Carmen strode back to her own room. “I’ll get the camera all ready for when David gets here!” she called over her shoulder.
Carmabelle: Tib. I’ll bring the Pants when I come to the screening. Can’t wait to see you.
Tibby knew she was a true-blue believer in the Pants, because otherwise she could not have put them on today, considering what had happened the last time she had worn them. For her, the Pants were about putting in bad, lame-o stitches and pulling them out again, judging people and being able to change her mind. She could surprise herself, that was what Bailey had said.
She touched the embroidered heart as she walked into the auditorium. Her own heart felt as if it were beating just beneath her skin. Her bones no longer felt hard and protective.
For some reason, when she saw the cluster of people waiting for her in a row of seats at the back of the auditorium, she had the strangest sensation that she had died. The world was over, and all the people she had hurt and disappointed had come back to give her a second chance.
Her mother and father
were there. Brian was there. Lena and Carmen, Mr. and Mrs. Graffman. Even Vanessa. I want to deserve all of you, she thought.

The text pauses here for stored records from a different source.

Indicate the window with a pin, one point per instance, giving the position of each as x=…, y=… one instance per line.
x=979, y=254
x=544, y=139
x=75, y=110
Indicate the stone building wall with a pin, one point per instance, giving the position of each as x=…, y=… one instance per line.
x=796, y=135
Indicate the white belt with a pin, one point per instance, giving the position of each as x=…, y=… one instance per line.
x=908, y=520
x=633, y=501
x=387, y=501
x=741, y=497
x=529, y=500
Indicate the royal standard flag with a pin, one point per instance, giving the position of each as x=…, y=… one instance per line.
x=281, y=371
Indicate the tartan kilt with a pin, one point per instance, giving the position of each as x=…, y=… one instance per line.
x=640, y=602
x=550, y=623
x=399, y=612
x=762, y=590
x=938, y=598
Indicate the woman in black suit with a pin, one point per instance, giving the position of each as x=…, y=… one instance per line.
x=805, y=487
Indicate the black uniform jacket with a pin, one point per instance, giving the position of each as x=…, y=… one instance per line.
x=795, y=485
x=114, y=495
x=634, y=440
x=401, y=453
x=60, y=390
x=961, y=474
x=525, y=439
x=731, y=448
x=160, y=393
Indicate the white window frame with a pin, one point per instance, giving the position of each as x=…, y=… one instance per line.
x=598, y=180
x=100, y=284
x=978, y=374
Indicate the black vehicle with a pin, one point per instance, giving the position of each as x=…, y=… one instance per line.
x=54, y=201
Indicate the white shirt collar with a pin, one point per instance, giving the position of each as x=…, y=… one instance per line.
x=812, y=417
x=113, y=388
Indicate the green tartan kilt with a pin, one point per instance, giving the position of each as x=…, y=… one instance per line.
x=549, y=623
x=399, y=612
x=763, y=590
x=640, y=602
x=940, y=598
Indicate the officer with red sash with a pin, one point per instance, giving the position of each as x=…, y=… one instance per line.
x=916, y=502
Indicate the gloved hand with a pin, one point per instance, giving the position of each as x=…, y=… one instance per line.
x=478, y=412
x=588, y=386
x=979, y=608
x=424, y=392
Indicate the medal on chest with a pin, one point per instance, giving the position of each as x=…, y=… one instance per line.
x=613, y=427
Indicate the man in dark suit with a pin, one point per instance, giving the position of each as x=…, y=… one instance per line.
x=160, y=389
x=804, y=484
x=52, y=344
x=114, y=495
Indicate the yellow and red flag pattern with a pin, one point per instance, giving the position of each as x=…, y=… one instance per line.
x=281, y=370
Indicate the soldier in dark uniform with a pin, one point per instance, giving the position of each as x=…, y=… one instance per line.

Her movie came first. It started with Bailey in the window and sunlight pouring all around and Beethoven. The picture switched to Wallman’s and Duncan Howe and to Margaret at the Pavillion movie theater and to Brian at the 7-Eleven. She’d interspersed these segments with bits from the home movies she’d gotten from the Graffmans. Bailey taking her first steps as a baby, Bailey running after a butterfly in her backyard, and—this was a hard part—Bailey as a feisty six-year-old with a baseball cap and no hair underneath. The last segment was the interview. Bailey talking and looking, seeming to take as much from the camera as she gave to it.
The end was the still picture from the 7-Eleven. The one with her looking over her shoulder at Tibby and laughing. The image dissolved slightly as it hung there, and it turned to black and white. It stayed on the screen as the music played on.
Brian, sitting next to her, reached out and took her hand. She squeezed his in return. She realized he was whistling along with the music, but so quietly she was probably the only one who could hear it.
At last the music finished and Bailey’s face flickered off. The darkness felt empty without it.
Mrs. Graffman leaned her head against her husband’s chest. Tibby’s mom reached for Tibby’s hand on one side and Carmen’s on the other. Lena held her head. All of them cried freely.
Outside in the bright sunlight, Tibby’s parents hugged her. Her mother told her she was proud. Carmen and Lena squeezed her and praised her again and again. Brian had tears in his eyes. Tibby was surprised when Alex came over. She steeled herself for his comment, though she was well beyond taking it to heart.
“Well done,” he said. His eyes were uncertain; it came out almost like a question. He studied her as though she were a stranger. Which, in a way, she was. He was flattened against the wall, and she could see all around.
If you are Greek, you know that it is traditionally considered an insult to the ancient gods to think you know when things can’t get any worse. If you make this mistake, then the gods will prove you wrong.
One week to the day after Lena received the apocalyptic letter from Kostos, Grandma called from Oia and told Lena’s father that Bapi had had a stroke. He was in the hospital in Fira, and he wasn’t doing well.